A product liability lawsuit happens when a consumer suffers injury or damages due to using, owning, or being forced to use a defective product, was dangerous or was substandard. Product liability cases are brought in federal court by anyone who has sustained an injury due to a product. These cases are sometimes also brought in state court, depending on where the product was manufactured. Most product liability lawsuits seek damages that pay for medical expenses, lost wages, pain, and suffering, and more.

The plaintiff in a product liability claim must prove three things to win the case first, that the plaintiff suffered an injury or other damage as the result of the defendant’s product second, that the plaintiff has established the probability of a future loss or injury as the result of the defendant’s product. Third, the plaintiff has established a causal relationship between the damage and the product. If any one of these conditions is found, the defendant is liable and must compensate the plaintiffs for their losses.

Defective products are not the only reason why people file product liability lawsuits. Many times, it’s not even about a product being defective. It can be about someone not getting a product to work, someone not getting their dosage correct, or even a person reacting to a product that was not included in their warranty. Sometimes, people file a complaint because they feel wronged by a product or have been injured due to the non-functioning of a product.

It is the manufacturer’s responsibility to document all manufacturing defects properly and to comply with all warranty and consumer protection laws.

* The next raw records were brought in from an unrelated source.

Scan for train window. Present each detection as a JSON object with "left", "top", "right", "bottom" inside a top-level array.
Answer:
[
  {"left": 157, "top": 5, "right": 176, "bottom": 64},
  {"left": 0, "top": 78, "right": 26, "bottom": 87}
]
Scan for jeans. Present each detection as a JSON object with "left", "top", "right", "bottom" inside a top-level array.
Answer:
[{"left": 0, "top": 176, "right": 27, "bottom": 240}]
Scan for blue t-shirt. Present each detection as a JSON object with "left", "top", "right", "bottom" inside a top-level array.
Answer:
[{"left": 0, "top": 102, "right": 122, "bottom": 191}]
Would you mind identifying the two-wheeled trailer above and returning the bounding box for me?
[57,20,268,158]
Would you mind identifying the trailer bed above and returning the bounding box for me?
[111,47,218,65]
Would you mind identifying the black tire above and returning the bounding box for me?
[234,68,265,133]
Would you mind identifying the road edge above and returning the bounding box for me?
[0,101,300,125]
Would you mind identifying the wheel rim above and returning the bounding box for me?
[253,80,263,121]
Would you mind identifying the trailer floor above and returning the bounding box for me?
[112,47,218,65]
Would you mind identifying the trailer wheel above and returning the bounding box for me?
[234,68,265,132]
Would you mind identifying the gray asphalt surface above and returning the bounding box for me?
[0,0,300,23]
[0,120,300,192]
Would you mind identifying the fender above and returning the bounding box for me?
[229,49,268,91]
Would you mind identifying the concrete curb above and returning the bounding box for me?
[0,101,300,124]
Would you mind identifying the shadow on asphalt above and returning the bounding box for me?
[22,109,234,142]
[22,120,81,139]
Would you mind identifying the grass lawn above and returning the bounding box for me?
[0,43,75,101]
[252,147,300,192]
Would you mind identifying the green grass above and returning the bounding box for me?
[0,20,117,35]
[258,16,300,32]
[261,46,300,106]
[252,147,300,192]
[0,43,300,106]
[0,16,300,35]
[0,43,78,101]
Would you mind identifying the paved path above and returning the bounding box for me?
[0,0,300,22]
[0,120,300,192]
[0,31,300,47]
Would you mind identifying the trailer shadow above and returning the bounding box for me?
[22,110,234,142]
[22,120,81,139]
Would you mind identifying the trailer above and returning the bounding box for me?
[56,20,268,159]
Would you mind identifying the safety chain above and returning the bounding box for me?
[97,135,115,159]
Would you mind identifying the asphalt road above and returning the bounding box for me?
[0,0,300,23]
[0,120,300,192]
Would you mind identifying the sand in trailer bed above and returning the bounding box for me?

The manufacturer is also held liable if it fails to make available a safe product to the public. In this situation, if the manufacturer was aware of the defect but did not take reasonable steps to fix it, then the manufacturer is responsible for the defective goods. If the retailer, reseller, manufacturer, or agent supports this product or offers another similar item and does not support it with proper documentation or offers a refund, then it would be considered negligence on the part of the product manufacturer or retailer to keep the item or offer a refund.

A Dow Corning product liability lawsuit has caused the company millions of dollars in damages. This manufacturer was aware of a defect that resulted in insulation that was not meant to prevent heat. It caused a fire in an office building where the employees were working. The court awarded them millions of dollars.